Medical Image Compression Based on Vector Quantization with Variable Block Sizes in Wavelet Domain

1Software College, Northeastern University, Shenyang 110819, China
2Key Laboratory of Medical Image Computing, Ministry of Education, Shenyang 110819, China
3Department of Radiology, Chinese PLA General Hospital, Shenyang 110015, China

Received 7 April 2012; Revised 1 August 2012; Accepted 17 August 2012

Academic Editor: Yen-Wei Chen

Copyright © 2012 Huiyan Jiang et al. This is an open access article distributed under the Creative Commons Attribution License, which permits unrestricted use, distribution, and reproduction in any medium, provided the original work is properly cited.
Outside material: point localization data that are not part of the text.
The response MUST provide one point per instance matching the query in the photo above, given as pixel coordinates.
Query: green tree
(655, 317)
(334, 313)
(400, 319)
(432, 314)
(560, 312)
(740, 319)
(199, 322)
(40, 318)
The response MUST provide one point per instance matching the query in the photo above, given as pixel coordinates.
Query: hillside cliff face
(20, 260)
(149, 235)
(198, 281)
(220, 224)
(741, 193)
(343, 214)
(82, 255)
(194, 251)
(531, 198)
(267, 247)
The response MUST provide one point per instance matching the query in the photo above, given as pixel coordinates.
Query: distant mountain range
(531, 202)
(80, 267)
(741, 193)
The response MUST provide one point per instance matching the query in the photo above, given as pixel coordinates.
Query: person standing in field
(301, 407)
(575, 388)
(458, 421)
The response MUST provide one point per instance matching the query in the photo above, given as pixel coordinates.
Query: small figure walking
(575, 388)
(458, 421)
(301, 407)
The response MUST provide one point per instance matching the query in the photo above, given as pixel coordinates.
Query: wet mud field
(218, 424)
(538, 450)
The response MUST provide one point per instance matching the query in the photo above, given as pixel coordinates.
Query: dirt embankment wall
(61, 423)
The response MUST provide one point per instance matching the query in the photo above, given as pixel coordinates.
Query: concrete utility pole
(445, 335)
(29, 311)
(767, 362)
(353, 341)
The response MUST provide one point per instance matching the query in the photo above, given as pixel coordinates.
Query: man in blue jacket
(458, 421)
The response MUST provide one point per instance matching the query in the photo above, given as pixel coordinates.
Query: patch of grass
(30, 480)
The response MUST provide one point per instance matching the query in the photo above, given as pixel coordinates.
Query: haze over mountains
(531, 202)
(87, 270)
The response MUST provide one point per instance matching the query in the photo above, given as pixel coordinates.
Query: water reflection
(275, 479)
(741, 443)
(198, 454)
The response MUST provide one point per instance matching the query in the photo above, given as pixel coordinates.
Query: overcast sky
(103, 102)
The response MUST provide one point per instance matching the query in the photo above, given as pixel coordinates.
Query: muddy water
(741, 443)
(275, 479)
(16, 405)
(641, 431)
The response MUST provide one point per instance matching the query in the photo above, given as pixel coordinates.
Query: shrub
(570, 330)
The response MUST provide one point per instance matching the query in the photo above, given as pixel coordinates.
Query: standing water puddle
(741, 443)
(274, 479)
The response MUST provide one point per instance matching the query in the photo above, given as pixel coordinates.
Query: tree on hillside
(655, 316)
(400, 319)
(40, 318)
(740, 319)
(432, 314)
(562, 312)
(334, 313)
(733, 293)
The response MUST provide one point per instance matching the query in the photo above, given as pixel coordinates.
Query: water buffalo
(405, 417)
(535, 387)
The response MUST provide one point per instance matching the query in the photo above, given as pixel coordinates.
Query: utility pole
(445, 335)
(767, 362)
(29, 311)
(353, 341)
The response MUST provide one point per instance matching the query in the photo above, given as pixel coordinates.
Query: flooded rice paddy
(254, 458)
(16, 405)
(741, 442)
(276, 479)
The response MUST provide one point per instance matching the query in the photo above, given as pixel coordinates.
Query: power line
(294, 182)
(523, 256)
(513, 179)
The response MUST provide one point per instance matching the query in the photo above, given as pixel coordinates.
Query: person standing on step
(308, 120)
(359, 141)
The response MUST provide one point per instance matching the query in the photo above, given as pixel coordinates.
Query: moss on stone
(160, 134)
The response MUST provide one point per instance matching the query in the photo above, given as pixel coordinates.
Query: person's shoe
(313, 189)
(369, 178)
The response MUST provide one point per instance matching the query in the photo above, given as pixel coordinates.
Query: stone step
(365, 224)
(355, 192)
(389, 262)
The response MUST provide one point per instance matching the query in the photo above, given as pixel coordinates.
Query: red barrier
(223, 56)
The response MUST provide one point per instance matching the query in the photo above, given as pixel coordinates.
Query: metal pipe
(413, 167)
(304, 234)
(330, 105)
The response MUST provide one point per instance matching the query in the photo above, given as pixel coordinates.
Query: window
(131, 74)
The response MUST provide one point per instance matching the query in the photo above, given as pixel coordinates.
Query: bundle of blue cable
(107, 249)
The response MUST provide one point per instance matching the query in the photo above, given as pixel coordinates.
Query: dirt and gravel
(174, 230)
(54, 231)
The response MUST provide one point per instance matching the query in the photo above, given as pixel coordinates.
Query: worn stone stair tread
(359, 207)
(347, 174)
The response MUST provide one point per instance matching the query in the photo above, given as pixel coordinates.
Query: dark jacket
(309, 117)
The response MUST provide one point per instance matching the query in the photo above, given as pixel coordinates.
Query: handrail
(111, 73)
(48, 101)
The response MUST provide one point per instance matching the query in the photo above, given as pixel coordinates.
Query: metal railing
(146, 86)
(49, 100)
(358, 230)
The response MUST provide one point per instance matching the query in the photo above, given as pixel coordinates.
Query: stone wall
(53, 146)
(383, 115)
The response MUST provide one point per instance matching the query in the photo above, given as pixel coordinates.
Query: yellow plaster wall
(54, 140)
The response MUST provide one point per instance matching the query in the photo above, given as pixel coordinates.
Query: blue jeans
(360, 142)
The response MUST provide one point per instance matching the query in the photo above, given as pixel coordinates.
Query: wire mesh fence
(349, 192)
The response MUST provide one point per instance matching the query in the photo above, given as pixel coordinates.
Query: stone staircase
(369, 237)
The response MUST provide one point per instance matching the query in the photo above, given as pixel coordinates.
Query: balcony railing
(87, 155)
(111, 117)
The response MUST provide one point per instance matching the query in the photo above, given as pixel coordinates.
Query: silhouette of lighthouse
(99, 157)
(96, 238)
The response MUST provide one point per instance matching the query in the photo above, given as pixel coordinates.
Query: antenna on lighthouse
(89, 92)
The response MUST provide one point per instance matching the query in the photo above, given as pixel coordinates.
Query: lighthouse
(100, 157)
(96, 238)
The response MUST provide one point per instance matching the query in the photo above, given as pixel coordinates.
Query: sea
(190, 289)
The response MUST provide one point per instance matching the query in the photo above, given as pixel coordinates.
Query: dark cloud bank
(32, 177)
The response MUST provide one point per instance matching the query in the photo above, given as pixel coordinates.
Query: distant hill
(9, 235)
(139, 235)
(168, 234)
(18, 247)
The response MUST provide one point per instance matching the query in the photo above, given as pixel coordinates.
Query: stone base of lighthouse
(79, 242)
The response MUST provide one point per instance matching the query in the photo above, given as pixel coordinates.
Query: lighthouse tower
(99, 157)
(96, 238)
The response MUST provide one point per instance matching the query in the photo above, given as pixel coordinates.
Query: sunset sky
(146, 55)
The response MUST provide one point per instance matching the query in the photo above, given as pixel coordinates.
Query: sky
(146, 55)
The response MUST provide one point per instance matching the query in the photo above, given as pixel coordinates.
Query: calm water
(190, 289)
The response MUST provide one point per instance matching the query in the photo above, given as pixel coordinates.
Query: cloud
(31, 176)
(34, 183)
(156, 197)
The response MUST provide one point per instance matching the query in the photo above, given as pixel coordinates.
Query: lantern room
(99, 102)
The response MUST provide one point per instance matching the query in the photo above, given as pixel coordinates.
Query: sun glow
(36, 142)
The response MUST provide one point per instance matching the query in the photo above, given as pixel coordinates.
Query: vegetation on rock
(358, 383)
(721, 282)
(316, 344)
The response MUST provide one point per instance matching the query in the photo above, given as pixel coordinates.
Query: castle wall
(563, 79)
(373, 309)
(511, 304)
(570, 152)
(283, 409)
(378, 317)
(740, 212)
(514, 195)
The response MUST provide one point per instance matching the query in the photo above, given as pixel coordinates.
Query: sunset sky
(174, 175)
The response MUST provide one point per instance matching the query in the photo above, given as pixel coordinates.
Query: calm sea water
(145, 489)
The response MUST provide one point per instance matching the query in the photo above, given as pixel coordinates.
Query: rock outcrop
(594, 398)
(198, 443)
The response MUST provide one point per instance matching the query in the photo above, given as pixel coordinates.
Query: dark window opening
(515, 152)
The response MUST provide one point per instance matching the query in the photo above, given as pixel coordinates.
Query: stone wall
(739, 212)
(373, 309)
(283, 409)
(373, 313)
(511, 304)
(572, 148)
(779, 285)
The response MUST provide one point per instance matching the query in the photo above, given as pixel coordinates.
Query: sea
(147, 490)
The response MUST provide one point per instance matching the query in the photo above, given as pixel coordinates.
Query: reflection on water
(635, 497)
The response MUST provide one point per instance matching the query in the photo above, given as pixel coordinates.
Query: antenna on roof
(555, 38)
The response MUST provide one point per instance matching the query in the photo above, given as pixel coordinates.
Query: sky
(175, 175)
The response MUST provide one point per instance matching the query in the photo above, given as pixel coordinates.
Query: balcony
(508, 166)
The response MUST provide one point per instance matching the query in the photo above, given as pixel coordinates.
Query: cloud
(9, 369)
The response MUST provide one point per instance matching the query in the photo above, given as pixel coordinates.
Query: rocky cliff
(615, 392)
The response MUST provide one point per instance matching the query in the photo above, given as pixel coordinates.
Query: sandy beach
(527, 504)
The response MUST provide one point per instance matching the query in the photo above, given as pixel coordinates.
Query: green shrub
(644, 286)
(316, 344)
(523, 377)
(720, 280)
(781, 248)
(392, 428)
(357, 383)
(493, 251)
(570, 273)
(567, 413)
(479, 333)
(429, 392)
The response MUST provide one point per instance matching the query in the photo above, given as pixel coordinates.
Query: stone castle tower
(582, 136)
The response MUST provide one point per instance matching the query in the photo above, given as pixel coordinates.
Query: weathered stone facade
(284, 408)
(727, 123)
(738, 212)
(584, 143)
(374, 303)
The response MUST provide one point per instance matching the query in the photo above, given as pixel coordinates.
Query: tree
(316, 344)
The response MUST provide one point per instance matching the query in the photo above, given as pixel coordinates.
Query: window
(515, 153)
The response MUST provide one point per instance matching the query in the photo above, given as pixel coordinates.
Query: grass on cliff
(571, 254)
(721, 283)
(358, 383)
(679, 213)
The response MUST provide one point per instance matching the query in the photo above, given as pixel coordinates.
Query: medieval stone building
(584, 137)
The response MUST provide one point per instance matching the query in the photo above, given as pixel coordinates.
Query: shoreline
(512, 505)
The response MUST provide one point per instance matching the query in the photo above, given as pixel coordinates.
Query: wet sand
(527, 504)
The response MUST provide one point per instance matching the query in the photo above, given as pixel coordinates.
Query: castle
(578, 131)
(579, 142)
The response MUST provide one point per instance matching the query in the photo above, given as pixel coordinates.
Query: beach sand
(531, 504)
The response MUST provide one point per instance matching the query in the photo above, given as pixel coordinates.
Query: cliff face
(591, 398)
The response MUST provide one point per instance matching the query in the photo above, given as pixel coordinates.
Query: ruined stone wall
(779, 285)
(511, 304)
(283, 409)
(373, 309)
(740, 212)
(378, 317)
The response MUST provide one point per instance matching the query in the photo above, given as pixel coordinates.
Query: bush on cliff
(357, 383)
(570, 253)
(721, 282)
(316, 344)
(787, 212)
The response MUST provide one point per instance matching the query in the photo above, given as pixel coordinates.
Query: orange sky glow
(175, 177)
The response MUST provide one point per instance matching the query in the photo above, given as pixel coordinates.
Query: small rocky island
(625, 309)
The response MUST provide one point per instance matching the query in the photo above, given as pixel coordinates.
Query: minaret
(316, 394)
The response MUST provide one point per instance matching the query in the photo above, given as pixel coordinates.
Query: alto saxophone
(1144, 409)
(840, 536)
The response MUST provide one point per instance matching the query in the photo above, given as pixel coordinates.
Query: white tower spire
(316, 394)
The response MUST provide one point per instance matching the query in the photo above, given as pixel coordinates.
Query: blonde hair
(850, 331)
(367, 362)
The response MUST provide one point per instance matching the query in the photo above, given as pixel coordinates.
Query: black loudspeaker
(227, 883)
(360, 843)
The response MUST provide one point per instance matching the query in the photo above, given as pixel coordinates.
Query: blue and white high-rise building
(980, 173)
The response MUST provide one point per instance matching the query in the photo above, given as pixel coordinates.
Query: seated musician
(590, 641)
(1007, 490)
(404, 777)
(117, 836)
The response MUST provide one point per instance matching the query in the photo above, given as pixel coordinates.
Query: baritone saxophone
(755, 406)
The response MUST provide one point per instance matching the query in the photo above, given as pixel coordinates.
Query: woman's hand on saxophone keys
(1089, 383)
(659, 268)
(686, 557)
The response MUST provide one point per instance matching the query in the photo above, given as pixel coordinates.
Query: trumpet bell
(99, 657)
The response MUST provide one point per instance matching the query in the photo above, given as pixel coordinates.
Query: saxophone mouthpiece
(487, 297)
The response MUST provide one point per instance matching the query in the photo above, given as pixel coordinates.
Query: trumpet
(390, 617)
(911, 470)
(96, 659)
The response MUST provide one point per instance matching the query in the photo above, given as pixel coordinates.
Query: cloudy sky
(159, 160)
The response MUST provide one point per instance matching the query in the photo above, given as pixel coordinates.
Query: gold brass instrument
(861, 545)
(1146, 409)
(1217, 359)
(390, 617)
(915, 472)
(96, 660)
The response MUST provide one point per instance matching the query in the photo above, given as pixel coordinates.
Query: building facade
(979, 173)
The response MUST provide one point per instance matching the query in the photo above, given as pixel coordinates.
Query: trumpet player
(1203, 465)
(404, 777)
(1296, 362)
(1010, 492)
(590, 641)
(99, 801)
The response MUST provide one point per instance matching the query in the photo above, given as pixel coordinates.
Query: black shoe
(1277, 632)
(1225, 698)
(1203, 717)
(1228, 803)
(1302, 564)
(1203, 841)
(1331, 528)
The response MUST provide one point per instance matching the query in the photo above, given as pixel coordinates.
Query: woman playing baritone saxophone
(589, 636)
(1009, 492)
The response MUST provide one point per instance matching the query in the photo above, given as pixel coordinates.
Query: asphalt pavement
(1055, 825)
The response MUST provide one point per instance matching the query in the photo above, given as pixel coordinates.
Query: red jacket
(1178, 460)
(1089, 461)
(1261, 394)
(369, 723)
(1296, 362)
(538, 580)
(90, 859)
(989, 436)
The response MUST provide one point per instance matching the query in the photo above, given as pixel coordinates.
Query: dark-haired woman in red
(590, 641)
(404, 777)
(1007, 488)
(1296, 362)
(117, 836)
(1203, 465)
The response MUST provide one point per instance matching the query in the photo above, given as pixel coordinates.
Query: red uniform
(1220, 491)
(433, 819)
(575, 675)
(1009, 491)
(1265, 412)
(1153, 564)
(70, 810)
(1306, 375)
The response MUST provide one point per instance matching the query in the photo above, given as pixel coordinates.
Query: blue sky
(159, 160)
An optimized medical image compression algorithm based on wavelet transform and improved vector quantization is introduced. The goal of the proposed method is to maintain the diagnostic-related information of the medical image at a high compression ratio. Wavelet transformation was first applied to the image. For the lowest-frequency subband of wavelet coefficients, a lossless compression method was exploited; for each of the high-frequency subbands, an optimized vector quantization with variable block size was implemented. In the novel vector quantization method, local fractal dimension (LFD) was used to analyze the local complexity of each wavelet coefficients, subband. Then an optimal quadtree method was employed to partition each wavelet coefficients, subband into several sizes of subblocks. After that, a modified K-means approach which is based on energy function was used in the codebook training phase. At last, vector quantization coding was implemented in different types of sub-blocks. In order to verify the effectiveness of the proposed algorithm, JPEG, JPEG2000, and fractal coding approach were chosen as contrast algorithms. Experimental results show that the proposed method can improve the compression performance and can achieve a balance between the compression ratio and the image visual quality.